Più restrittiva appare, ma nella sostanza forse non è, una succinta ordinanza del 2005, che ha escluso, ai fini del reato in esame, la rilevanza di un pur contestabile procedimento disciplinare interno alla compagine partitica, facendo tuttavia salvo il caso in cui l'irregolarità dello stesso attenga ai requisiti formali e fosse rilevabile ictu oculi (Cass. pen., Sez. I, 21 aprile 2005, ord. n. 17333).

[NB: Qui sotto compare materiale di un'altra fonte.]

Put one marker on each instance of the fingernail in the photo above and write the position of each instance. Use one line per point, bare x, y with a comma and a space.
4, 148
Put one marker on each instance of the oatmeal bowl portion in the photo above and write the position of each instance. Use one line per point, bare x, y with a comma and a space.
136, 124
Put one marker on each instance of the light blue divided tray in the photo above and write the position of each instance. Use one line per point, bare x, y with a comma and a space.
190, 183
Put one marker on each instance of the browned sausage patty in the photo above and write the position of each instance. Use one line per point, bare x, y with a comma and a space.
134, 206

Di tenore analogo alla sentenza qui analizzata è il suo più immediato precedente, oggetto di decisione da parte della VI Sezione penale nel 2016. In tale occasione, il Collegio si è focalizzato sulla distinzione fra diritti politici in senso stretto e libertà di manifestazione del pensiero politico: trattandosi di una fattispecie in cui gli indagati erano stati sottoposti a misure cautelari per aver aggredito attivisti di una formazione avversaria informalmente preposti ad un banchetto di raccolta di firme, ha ritenuto la Corte che tale attività contestata risultasse preliminare al successivo esercizio di un diritto politico, potendosi quindi ravvisare tutt'al più un'ipotesi di violenza privata ex art. 610 c.p. (Cass. pen., Sez. VI,9 novembre 2016, n. 51722).

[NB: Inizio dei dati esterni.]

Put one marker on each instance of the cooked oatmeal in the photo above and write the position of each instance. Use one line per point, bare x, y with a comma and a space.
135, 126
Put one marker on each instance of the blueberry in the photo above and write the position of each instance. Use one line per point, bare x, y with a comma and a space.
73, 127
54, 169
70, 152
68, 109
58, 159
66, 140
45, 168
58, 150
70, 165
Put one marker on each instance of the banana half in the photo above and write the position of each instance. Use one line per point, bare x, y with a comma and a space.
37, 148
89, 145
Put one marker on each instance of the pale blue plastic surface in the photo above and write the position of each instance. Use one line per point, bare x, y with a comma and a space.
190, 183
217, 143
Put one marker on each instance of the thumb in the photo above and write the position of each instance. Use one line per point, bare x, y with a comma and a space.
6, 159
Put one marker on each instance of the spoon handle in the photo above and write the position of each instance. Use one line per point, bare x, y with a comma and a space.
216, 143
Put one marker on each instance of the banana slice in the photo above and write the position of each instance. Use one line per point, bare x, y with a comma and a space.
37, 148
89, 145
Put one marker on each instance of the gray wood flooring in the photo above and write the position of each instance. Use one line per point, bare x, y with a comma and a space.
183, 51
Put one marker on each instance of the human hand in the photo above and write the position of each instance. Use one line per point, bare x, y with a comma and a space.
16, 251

Ora, ponendo idealmente la sentenza qui analizzata al termine di un siffatto percorso ermeneutico, è possibile riconoscere la presenza di un filo rosso che unisce tutti gli arresti della Corte di cassazione sull'art. 294 c.p. Esso consiste nel definire rigorosamente i confini dell'art. 294 c.p. con una duplice azione che si svolge in direzioni uguali e contrarie:

  • da un lato, disattendendo i tentativi di estenderne eccessivamente il tenore, al fine di evitare anche solo sospetti di violazione dei principi di determinatezza e tassatività;
  • dall'altro, però, difendendo il dettato normativo da interpretazioni intese a sminuirne il significato, al fine di evitare la compressione dell'effettività e forsanche ancora prima dell'utilità dello stesso in un ordinamento che, definendosi democratico, non può abdicare alla difesa strenue dei meccanismi di realizzazione della democrazia.
Osservazioni

Sembra naturale concludere nel senso di ritenere che la Corte, nella sentenza che ha dato l'occasione del presente scritto, abbia svolto un lavoro estremamente equilibrato e attento nel rimarcare l'importanza dell'espletamento del mandato politico ai fini dell'integrazione del fatto tipico del reato di attentato ai diritti politici del cittadino, offrendo così un contributo di spessore, nel solco della continuità con il passato, al percorso interpretativo di tale figura di reato ma, nel contempo, esprimendo una decisione innovativa ed originale in termini di questioni vertite.

La duplice azione per certi versi antitetica cui si faceva riferimento al termine del paragrafo precedente a proposito della giurisprudenza occupatasi dell'art. 294 c.p. è ben rappresentata nel tessuto di una sentenza, quale quella in commento, che, nel respingere tesi difensive il cui accoglimento avrebbe finito per svuotare di potenzialità applicative l'art. 294 c.p. e quindi per depauperare di significato lo stesso bene giuridico dell'elettorato passivo rientrante nella sua tutela (condivisibilmente non riconducibile al solo evento elettorale, in quanto solo strumentale all'espletamento di un successivo mandato politico), si è comunque sentita in dovere di spendere parole ferme per perimetrare una lettura della norma che, se “entusiasticamente” (nell'afflato di libertà della Costituzione) spinta sino a tutelare qualsiasi libertà costituzionale avente rilievo ultra-particolare (ultra-individuale ed ultra-categoriale), finirebbe per sfociare in un'inammissibile “clausola in bianco”.